Nell'agosto 1914 inizia la Prima guerra mondiale. Anche se l'Italia rimane estranea al conflitto fino al maggio 1915, le sue responsabilità sullo scoppio sono gravi. Nel 1911, infatti, l'Europa sta vivendo un periodo di sostanziale equilibrio e le grandi potenze paiono aver risolto i loro contrasti coloniali, ma l'Italia di Giolitti vuole un'affermazione coloniale. Nasce così l'impresa di Libia, inutile e proditorio attacco all'impero ottomano. E siccome la guerra, come ogni guerra, non rimane circoscritta, presto si estende al Mediterraneo, con operazioni nel Mar Rosso, a Beirut, nel Dodecaneso e nei Dardanelli.
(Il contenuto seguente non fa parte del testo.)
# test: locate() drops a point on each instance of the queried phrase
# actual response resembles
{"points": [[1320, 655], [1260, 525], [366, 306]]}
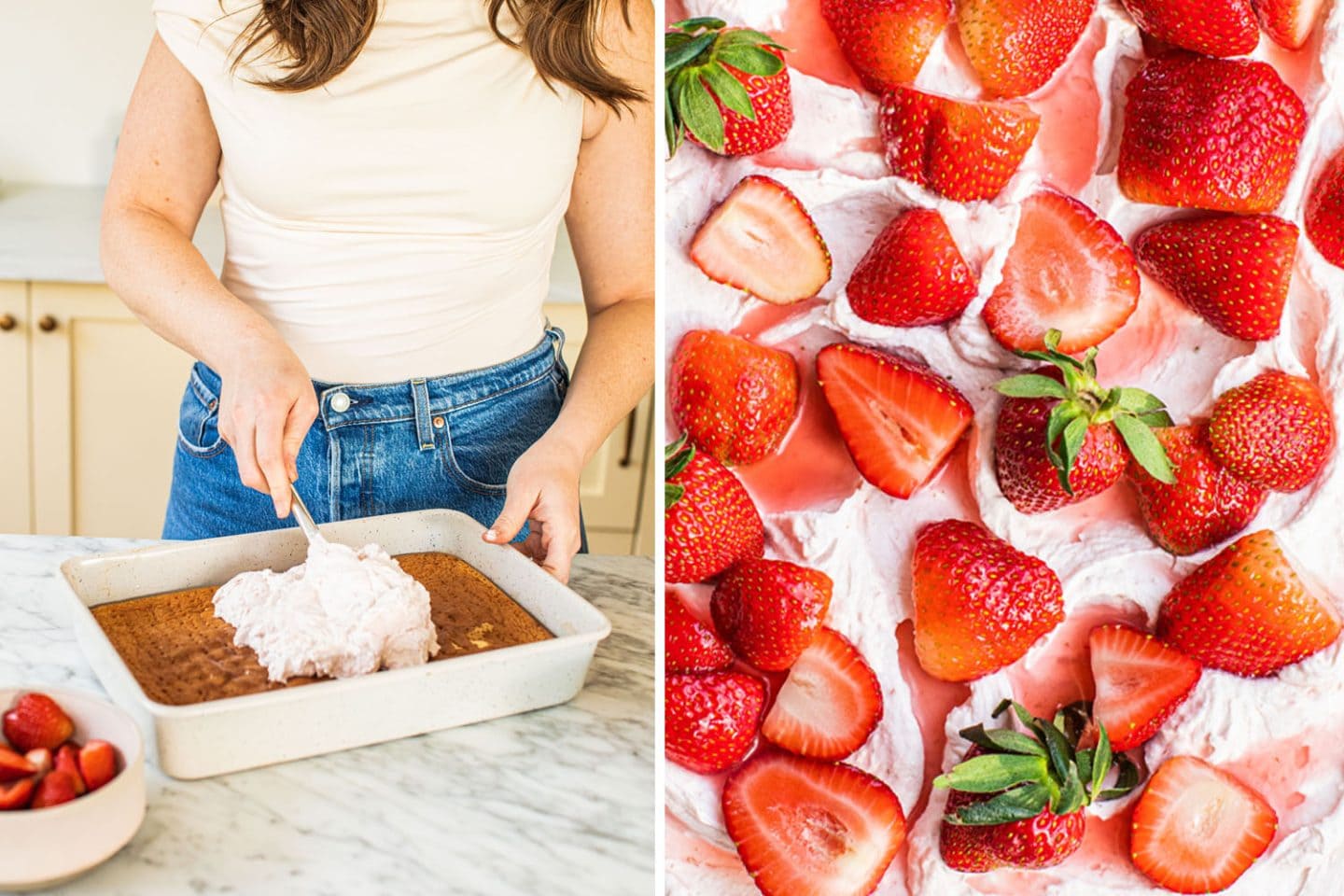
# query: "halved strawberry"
{"points": [[1066, 271], [808, 828], [913, 274], [1197, 828], [979, 602], [733, 398], [958, 148], [691, 644], [711, 719], [1140, 682], [830, 703], [1211, 27], [886, 40], [1289, 23], [900, 419], [1324, 217], [1233, 271], [36, 721], [1248, 610], [769, 610], [763, 241], [1015, 46], [1210, 133]]}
Le difficoltà in cui viene a trovarsi il governo di Istanbul spingono le piccole potenze balcaniche a cercare di ottenere ampiamenti territoriali. Prima che si firmi la pace fra Italia e Impero ottomano, quest'ultimo è attaccato da Bulgaria, Serbia, Grecia e Montenegro. Alla prima guerra balcanica ne segue una seconda, a cui partecipa anche la Romania. Quando il conflitto ha termine, la Serbia ha raddoppiato il suo territorio ed è divenuta la maggior potenza regionale. A Vienna si rafforza allora la convinzione che sia necessario un intervento militare per riportare equilibrio nella regione e a Sarajevo viene accesa la miccia della bomba che l'Italia ha innescato.